One year ago, John McCain's campaign was broke. He had slashed his staff. He resorted to taking commercial flights to some campaign events. And very few people took the then-71-year-old candidate's presidential aspirations seriously.
A Quinnipiac University National Poll released Aug. 15, 2007, put Rudy Giuliani in the lead for the Republican Party nomination with support from 28 percent of likely voters. Mitt Romney followed with 15 percent. Then Fred Thompson with 12 percent. At 11 percent, McCain was struggling to stay above single digits.
He was on the losing side of the biggest public opinion issue of the day. The former naval aviator had staked his political fate on his faith that a new commander with a new strategy and more combat troops could pull Iraq out of a death spiral.
That was at a time when Hillary Clinton was telling Gen. David Petraeus that his report on progress in Iraq required "the willing suspension of disbelief." When Barack Obama declared at the Senate hearing with Petraeus, "The time to end the surge and to start bringing our troops home is now, not six months from now."
Even formerly strong proponents of the war in the Republican Party were bending to public opinion polls and looking for an exit.
McCain stood firm. "I would rather lose a campaign than lose a war," he said at a campaign stop in California.
Against long odds very long odds McCain will accept his party's nomination for president at the Republican National Convention on Thursday night in St. Paul. Against even longer odds, he is within striking distance of winning the campaign he was willing to lose.
Many things had to happen just right for McCain to take the stage this week. Giuliani had to gamble unsuccessfully on a strategy that focused on big state and multi-state primaries at the expense of early contests in Iowa and New Hampshire. Mike Huckabee had to peel away social conservative votes from Mitt Romney.

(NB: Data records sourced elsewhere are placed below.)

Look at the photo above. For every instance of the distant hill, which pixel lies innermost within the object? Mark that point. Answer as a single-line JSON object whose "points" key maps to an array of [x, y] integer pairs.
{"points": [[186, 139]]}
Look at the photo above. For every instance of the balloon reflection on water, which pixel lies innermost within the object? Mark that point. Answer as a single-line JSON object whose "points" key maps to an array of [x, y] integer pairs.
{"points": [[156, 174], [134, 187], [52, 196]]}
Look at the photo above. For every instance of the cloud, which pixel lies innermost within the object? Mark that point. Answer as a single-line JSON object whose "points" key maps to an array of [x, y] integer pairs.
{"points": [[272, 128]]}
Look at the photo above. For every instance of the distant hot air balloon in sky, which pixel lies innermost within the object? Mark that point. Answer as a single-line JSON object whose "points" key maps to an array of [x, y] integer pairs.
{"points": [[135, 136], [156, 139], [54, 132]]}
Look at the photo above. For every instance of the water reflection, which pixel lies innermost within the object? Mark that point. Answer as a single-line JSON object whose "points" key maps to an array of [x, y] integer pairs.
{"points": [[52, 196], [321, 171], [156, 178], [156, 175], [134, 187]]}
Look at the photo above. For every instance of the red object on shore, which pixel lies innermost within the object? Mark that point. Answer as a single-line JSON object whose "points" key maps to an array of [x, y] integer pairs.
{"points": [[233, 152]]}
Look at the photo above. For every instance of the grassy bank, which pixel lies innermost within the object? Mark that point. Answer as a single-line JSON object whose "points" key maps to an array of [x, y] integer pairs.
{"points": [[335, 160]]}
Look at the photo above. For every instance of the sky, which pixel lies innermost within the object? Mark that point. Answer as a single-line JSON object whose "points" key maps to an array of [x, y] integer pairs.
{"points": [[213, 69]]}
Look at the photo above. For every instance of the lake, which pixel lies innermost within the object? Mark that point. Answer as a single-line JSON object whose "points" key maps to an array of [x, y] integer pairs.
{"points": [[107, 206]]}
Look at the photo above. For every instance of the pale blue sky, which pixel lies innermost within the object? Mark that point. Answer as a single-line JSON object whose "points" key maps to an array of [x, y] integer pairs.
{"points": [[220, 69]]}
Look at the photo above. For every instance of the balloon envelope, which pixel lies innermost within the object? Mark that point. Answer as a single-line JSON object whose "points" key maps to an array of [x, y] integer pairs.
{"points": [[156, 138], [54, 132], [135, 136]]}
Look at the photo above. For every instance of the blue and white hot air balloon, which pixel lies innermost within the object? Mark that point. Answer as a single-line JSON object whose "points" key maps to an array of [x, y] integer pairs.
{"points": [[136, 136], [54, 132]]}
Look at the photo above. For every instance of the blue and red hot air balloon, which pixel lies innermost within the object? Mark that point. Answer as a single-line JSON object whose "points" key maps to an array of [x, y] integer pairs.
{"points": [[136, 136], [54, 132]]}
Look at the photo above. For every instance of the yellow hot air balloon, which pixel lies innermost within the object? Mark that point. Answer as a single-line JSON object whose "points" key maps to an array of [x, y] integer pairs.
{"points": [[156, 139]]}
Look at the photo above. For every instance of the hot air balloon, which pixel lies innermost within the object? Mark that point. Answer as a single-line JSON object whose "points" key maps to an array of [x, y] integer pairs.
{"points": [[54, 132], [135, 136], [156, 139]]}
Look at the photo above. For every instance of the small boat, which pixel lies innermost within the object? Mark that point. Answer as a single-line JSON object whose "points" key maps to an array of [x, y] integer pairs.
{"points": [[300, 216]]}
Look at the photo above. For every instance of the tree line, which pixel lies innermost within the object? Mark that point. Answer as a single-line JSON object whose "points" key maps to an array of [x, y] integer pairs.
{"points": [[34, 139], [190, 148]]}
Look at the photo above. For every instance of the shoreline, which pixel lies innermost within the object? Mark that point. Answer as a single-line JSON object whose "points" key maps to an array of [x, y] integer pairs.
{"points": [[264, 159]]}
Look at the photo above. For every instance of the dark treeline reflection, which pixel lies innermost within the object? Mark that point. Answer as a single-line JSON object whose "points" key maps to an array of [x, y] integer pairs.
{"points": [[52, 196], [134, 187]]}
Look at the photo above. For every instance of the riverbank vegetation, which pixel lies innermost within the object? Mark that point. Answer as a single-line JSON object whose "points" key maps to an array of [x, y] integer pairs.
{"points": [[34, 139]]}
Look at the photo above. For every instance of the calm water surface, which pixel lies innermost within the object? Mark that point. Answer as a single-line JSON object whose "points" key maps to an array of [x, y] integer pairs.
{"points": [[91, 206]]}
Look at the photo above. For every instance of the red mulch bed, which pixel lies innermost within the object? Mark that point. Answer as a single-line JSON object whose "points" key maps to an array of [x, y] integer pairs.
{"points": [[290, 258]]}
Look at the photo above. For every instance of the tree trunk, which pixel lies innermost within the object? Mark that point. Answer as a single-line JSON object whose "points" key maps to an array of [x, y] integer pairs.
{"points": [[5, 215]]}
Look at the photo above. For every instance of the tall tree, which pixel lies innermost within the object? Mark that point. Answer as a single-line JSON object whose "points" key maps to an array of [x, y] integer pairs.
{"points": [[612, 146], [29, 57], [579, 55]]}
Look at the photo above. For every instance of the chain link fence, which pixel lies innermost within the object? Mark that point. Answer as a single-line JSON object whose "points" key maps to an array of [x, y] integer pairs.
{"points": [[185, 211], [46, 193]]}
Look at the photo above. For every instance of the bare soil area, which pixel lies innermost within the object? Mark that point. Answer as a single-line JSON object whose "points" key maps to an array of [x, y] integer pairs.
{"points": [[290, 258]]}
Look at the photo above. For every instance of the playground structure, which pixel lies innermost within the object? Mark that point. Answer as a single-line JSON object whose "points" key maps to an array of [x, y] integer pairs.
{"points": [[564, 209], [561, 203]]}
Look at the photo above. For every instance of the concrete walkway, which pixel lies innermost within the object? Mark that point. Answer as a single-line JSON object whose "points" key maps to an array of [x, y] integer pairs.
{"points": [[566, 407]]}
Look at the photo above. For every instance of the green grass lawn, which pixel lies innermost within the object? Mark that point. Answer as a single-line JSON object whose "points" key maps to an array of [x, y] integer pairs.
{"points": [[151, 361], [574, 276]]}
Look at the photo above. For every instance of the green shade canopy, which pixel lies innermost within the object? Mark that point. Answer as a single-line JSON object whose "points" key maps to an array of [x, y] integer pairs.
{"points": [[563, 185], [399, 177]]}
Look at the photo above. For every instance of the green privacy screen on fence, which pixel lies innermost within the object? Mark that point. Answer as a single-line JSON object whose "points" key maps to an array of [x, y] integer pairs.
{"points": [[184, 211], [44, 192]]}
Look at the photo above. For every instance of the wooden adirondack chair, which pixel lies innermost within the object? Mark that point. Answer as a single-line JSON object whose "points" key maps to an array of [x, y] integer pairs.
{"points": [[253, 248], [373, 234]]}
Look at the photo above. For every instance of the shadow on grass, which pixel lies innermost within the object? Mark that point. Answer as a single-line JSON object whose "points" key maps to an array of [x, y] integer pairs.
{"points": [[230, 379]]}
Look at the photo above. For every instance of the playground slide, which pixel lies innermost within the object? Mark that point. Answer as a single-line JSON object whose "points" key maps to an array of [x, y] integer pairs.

Petraeus and the brave men and women under him had to affirm McCain's belief that progress in Iraq was possible, and that abandoning Iraq to the furies of al-Qaida and sectarian death squads would pile disaster upon the blunders of U.S. occupation.
But mostly, McCain had to keep faith in himself and stay in the fight. Faith and fight two words that are indispensable to a description of the man who spent more than five years in a North Vietnamese prison. As he wrote in his autobiography:
"Glory belongs to the act of being constant to something greater than yourself, to a cause, to your principles, to the people on whom you rely, and who rely on you in return. No misfortune, no injury, no humiliation can destroy it.
"This is the faith that my commanders affirmed, that my brothers-in-arms encouraged my allegiance to. It was the faith I had unknowingly embraced at the Naval Academy. It was my father's and grandfather's faith. A filthy, crippled, broken man, all I had left of my dignity was the faith of my fathers. It was enough."
As Republicans gather for their national convention, the question for John McCain is this: "Does he have enough to seal the deal?"
Can he motivate the social conservative base of the Republican Party that was instrumental to George W. Bush's victories in two presidential elections? Can he do so in a way that retains his appeal to independent voters and rebuilds Ronald Reagan's big tent? And can he overcome the tremendous financial, organizational and fashionable advantages of Barack Obama?
It would be foolish to assume that he can't.